Alien, some of this stuff is downright silly. I dealt with the SEC letter in previous posts, but the upshot is this: amortization of the in-process R&D vs a one-time write off causes an increase in book value and a decrease in earnings over the next n years that exactly equals the increase in book value. In other words, it is a pay me now or pay me later kind of deal. It has no affect whatsoever on cash flow, taxes, or any other material parameter. It is an artifact of the accounting system. The heart of the matter is whether the mergers made sense at the "prices" NETA paid for them, NOT whether the "one-time charges" are justified.
But this part of the post is even more nonsensical:
Insiders, though, aren't easily fooled. From late October through late November they were selling stock as if a virus were running through their holdings.

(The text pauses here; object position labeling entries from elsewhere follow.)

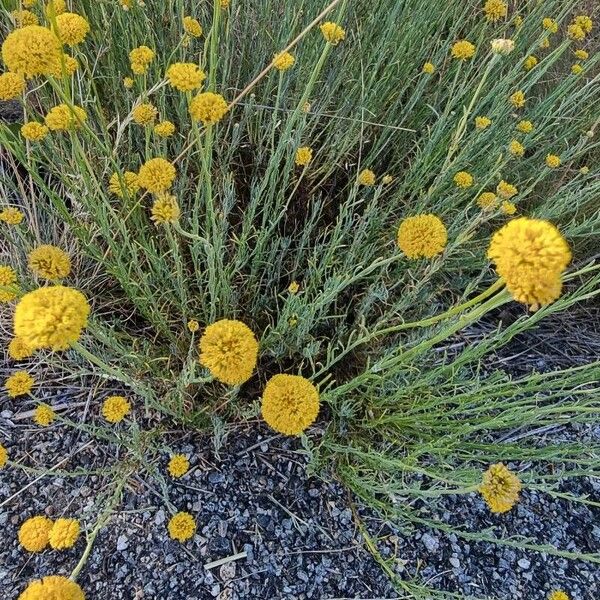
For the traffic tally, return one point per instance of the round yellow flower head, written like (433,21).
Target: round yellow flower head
(11,216)
(164,129)
(129,182)
(463,180)
(156,175)
(19,384)
(525,126)
(518,99)
(366,177)
(530,256)
(516,148)
(530,62)
(303,156)
(495,10)
(283,61)
(49,262)
(178,466)
(463,50)
(43,415)
(18,349)
(71,28)
(208,107)
(500,488)
(185,77)
(24,17)
(51,317)
(115,408)
(487,200)
(192,27)
(31,51)
(550,24)
(332,32)
(290,404)
(165,209)
(8,279)
(422,236)
(54,587)
(144,114)
(181,526)
(34,532)
(229,350)
(63,117)
(482,122)
(12,85)
(34,131)
(64,533)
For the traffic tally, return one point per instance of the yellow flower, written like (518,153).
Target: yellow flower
(229,349)
(34,131)
(144,114)
(12,85)
(11,216)
(156,175)
(482,122)
(49,262)
(208,107)
(463,179)
(487,200)
(129,182)
(71,28)
(283,61)
(500,488)
(164,129)
(495,10)
(34,532)
(422,236)
(516,148)
(463,50)
(24,17)
(550,24)
(64,533)
(192,27)
(506,190)
(185,77)
(44,415)
(52,587)
(181,526)
(332,32)
(64,117)
(303,156)
(525,126)
(530,62)
(115,408)
(530,255)
(31,51)
(178,466)
(508,208)
(366,177)
(19,384)
(51,317)
(8,279)
(18,349)
(553,161)
(165,209)
(290,404)
(518,99)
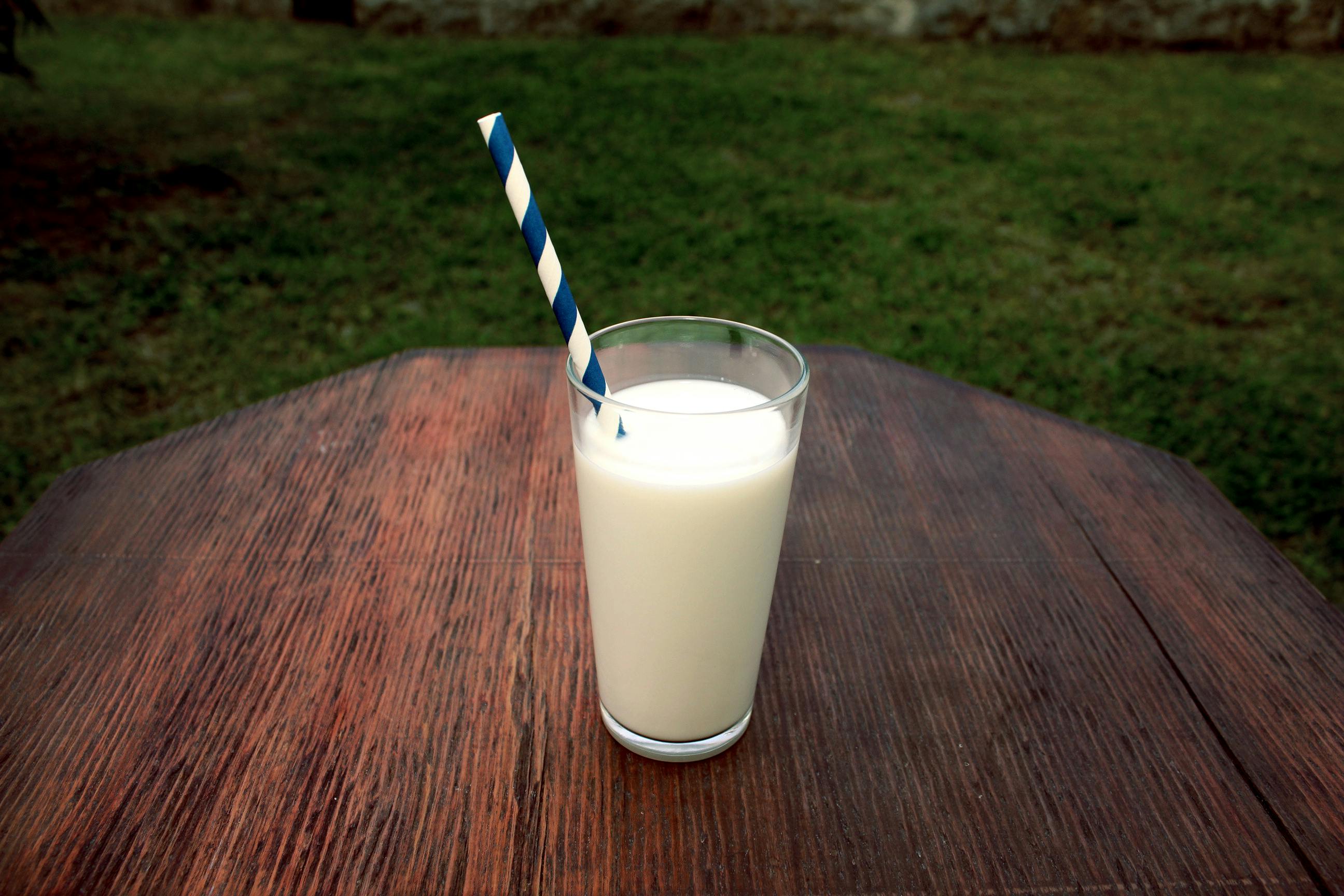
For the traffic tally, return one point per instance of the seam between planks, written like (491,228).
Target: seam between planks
(1313,874)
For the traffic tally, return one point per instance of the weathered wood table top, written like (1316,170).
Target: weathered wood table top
(338,642)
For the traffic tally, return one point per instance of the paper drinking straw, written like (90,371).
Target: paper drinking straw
(548,264)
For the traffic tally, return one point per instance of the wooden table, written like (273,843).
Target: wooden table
(338,642)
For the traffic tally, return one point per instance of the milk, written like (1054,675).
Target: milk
(682,524)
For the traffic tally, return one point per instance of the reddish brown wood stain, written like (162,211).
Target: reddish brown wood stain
(338,642)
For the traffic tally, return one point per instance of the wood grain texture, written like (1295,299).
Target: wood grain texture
(338,642)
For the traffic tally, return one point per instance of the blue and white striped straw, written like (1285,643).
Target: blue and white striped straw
(548,264)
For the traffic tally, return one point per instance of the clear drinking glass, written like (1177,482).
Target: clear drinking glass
(683,513)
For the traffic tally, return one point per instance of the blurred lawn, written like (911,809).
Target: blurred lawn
(1151,244)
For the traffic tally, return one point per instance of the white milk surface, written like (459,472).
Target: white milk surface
(682,524)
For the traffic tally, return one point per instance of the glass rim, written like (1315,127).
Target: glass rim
(788,395)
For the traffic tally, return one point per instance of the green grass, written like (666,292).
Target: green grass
(1150,244)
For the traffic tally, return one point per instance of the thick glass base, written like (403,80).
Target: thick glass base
(675,751)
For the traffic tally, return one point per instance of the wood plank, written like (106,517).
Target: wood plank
(1258,648)
(338,642)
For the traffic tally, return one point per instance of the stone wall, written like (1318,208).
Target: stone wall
(1063,23)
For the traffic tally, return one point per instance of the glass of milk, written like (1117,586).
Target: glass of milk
(682,516)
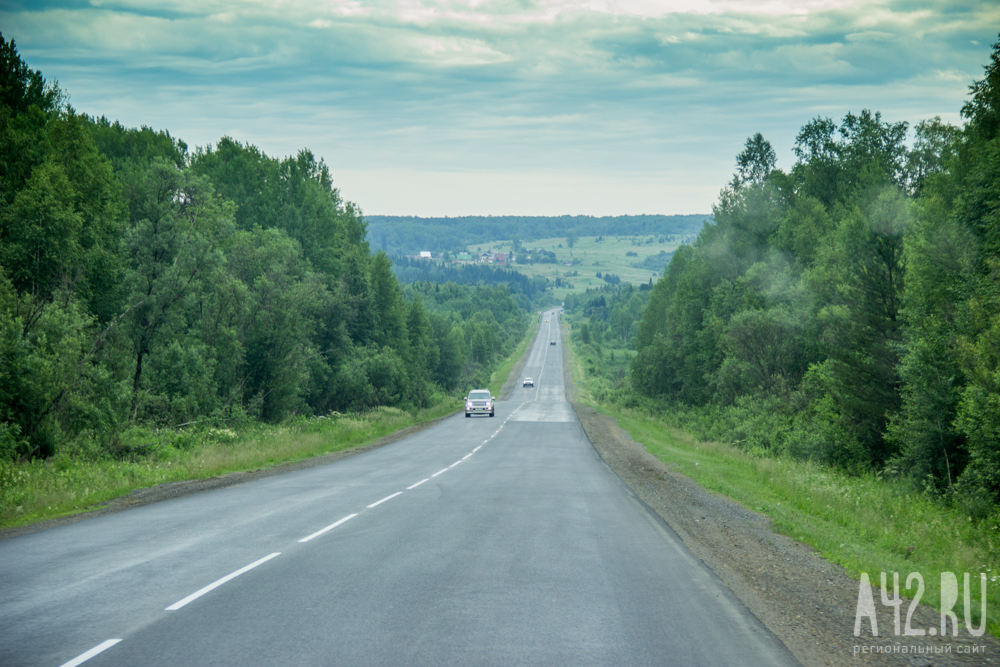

At least seven officers and directors exercised options for 700,000 shares and then almost simultaneously sold them, for as low as $39 per share and as high as $57 per share.
The fact is that these kinds of sales occur all the time, and they occur because of a combination of factors:
(1) Stock options are used in lieu of salaries by high-tech companies, so these sales really represent compensation. This is an awful practice, and I've railed at great length on this subject, so I won't repeat it now. The point is that it does not indicate trouble because,
(2) If they don't sell they are subject to a very unpleasant surprise: AMT.
Bottom line, you will find this immediate conversion and sale of stock at companies as diverse as AOL, BA, DELL and IBM. The list goes on and on. Only a total fool reads anything into this stuff.